My favorites range all over the place: Carl Sagan takes the cake, of course, but also John Irving, a few political biographies, and a wide range of fiction and non-fiction. I like the heft of books, being able to open one anywhere and continuing where I left off. The smell of an old bookstore, the feel of the paper, my notes scribbled in the margins.

Some of that you can replicate with e-books. But not everything.

It’s not just books. It’s everything involved with books: libraries, book stores, “free books” carts in the classroom hallways. There’s a lot of infrastructure around books, and I like all that, too.

I understand that a lot of it is not necessary. Libraries are already evolving into “media centers.” Book stores are having a helluva time. Just as we don’t read scrolls anymore, the days of the book may be limited.

Unlike when we upgrade our video media, however, you can always pick up a book. It always works. It’s never obsolete or incompatible.

Maybe someday I’ll grab an e-reader and switch full-bore. Maybe. In the meantime, though, I’ll keep reading Dr. Sagan as I always have.


Things I Like: Apple’s Newton eMate

Things I Like: Newton eMate 300

It had been so long since I booted up my Newton eMate that, before taking a photo of it, I had to recharge its meager battery.

But like clockwork (and like all of Apple’s Newton PDAs), it started up like no time had passed – it’s familiar grid of app icons hinting at future Apple products.

It used to be that I ran a decently popular blog, Newton Poetry, writing about the eMate and its MessagePad cousins. There used to be not a day that passed that I wouldn’t scribble on one of these green screens, hacking my Macs to get them to install new software, or discovering some long-abandoned app that still, after all these years, seemed useful.

But now my eMate sits on a shelf in my office, along with my Newton MessagePad 110, a few non-working iPods, and other miscellaneous Apple products. It’s joined the assorted classic Macintoshes that I just haven’t found room for in my life.

Not after buying a house, and not after taking up photography as a full-time hobby.

The truth, though, is that booting this little green guy up made me happy.
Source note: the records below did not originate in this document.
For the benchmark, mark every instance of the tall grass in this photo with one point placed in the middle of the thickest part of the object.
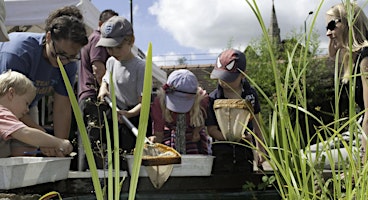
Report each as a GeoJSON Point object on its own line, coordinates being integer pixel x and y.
{"type": "Point", "coordinates": [298, 176]}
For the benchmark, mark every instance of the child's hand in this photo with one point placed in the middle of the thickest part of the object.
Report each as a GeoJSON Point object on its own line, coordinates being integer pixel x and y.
{"type": "Point", "coordinates": [195, 137]}
{"type": "Point", "coordinates": [65, 148]}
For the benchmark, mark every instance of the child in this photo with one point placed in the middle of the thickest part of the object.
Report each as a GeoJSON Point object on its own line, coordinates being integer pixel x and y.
{"type": "Point", "coordinates": [232, 85]}
{"type": "Point", "coordinates": [127, 75]}
{"type": "Point", "coordinates": [181, 95]}
{"type": "Point", "coordinates": [16, 93]}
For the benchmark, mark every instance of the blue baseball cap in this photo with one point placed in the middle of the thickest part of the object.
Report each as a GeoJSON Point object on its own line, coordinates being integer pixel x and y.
{"type": "Point", "coordinates": [181, 89]}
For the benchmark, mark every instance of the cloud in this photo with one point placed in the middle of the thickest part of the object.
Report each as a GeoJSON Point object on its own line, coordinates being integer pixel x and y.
{"type": "Point", "coordinates": [214, 24]}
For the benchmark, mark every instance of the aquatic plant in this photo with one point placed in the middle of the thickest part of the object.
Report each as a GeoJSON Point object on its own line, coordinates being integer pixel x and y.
{"type": "Point", "coordinates": [299, 171]}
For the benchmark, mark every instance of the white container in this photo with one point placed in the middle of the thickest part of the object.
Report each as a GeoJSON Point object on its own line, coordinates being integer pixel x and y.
{"type": "Point", "coordinates": [16, 172]}
{"type": "Point", "coordinates": [191, 165]}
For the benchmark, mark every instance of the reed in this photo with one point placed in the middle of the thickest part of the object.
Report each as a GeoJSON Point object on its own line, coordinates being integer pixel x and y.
{"type": "Point", "coordinates": [298, 175]}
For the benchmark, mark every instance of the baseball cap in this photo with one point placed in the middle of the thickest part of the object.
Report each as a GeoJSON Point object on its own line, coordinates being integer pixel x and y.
{"type": "Point", "coordinates": [3, 32]}
{"type": "Point", "coordinates": [229, 65]}
{"type": "Point", "coordinates": [180, 89]}
{"type": "Point", "coordinates": [113, 31]}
It made me happy to still see it working. It made me happy to see all the apps I installed to monkey around with. And it made me happy thinking about all those fun blog projects, from 2007 to 2011, that I tackled.

I keep thinking I’ll kick-start the blog again, instead of leaving it languishing with a few random photo posts here and there. There’s a collection of articles just waiting for commentary. The project stuff, though – there just doesn’t seem much room for that stuff. Not any more.

Still, my eMate and I? We had a lot of fun together. And now that I brought it back to life, maybe we’ll have some more fun.